From 0b376d1bfd8b757091d43a0fbf7516b16faffac2 Mon Sep 17 00:00:00 2001
From: Benjamin Fattori <ben.fattori@mail.utoronto.ca>
Date: Mon, 11 Nov 2024 17:54:39 -0500
Subject: [PATCH] remove unused external imports

---
 hawk/external.py | 69 ------------------------------------------------
 hawk/hawk.py     | 10 +++----
 2 files changed, 3 insertions(+), 76 deletions(-)

diff --git a/hawk/external.py b/hawk/external.py
index 2bada16..c635833 100644
--- a/hawk/external.py
+++ b/hawk/external.py
@@ -2,11 +2,7 @@
 https://github.com/google-deepmind/recurrentgemma/blob/main/recurrentgemma/torch/layers.py
 """
 
-import math
-
 import torch
-import torch.nn as nn
-from einops import rearrange
 
 
 def rnn_param_init(
@@ -25,68 +21,3 @@ def rnn_param_init(
             return tensor.neg_().exp_().sub_(1.0).log_()
         else:
             raise NotImplementedError()
-
-
-class BlockDiagonalLinear(nn.Module):
-    """Block-diagonal linear layer."""
-
-    def __init__(
-        self,
-        width: int,
-        num_blocks: int,
-        w_init_variance_scale: float = 1.0,
-        device: str | torch.device | None = None,
-        dtype: torch.dtype | None = None,
-    ):
-        """Initializes the BlockDiagonalLinear.
-
-        Args:
-          width: The number of dimensions of the input and output.
-          num_blocks: The number of diagonal blocks in the layer.
-          w_init_variance_scale: A parameters that scales the variance of the
-            initialization of the weights.
-          device: On what device to initialize parameters. Needed to allow for
-            initializing the module without parameter initialzation.

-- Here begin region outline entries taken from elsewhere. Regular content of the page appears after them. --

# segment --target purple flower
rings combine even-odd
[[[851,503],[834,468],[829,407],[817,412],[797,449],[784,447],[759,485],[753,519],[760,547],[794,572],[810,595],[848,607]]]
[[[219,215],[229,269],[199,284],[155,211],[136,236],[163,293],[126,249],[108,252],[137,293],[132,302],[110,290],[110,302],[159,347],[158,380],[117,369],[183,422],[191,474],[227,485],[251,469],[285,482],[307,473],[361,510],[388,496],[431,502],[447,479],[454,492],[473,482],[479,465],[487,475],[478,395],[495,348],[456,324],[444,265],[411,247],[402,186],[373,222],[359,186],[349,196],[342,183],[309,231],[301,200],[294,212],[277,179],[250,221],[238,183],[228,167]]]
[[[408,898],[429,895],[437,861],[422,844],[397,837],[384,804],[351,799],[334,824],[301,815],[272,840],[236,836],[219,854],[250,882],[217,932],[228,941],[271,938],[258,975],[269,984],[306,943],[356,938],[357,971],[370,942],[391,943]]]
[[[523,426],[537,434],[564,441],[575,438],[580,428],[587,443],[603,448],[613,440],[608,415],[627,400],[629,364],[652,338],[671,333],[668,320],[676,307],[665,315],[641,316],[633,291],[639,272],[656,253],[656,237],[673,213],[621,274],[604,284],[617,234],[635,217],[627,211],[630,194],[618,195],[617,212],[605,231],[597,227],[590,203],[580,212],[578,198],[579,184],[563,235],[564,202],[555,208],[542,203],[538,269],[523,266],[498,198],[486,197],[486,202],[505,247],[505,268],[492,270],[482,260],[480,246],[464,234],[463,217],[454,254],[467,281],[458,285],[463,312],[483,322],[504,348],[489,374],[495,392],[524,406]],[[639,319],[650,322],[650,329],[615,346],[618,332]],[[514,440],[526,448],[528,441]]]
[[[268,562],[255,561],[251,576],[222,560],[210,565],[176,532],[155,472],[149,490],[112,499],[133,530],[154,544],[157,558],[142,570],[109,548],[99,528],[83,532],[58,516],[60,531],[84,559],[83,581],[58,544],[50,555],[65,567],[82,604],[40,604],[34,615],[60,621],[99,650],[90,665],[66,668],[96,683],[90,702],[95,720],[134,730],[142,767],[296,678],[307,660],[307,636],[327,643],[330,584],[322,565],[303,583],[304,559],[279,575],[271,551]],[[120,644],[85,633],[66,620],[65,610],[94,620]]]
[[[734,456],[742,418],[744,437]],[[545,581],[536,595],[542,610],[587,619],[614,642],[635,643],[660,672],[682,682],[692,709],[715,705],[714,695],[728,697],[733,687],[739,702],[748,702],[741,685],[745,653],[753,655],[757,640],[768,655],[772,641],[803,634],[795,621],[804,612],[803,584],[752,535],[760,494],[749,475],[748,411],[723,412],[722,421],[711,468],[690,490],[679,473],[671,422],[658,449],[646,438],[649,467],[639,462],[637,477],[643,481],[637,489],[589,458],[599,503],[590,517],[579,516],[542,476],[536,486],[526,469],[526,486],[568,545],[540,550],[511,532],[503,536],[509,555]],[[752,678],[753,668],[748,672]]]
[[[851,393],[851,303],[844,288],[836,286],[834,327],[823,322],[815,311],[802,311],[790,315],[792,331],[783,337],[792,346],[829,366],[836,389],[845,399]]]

-          dtype: What dtype to use for initialziation.
-        """
-        super().__init__()
-        self.width = width
-        self.num_blocks = num_blocks
-        self.w_init_variance_scale = w_init_variance_scale
-        self.block_width = self.width // self.num_blocks
-
-        # Parameters.
-        self.w = nn.Parameter(
-            torch.empty(
-                [self.num_blocks, self.block_width, self.block_width],
-                device=device,
-                dtype=dtype,
-            )
-        )
-        self.b = nn.Parameter(
-            torch.empty([self.num_blocks, self.block_width], device=device, dtype=dtype)
-        )
-
-        # Initialization.
-        self.reset_parameters()
-
-    def reset_parameters(self) -> None:
-        """Resets the parameters of the module."""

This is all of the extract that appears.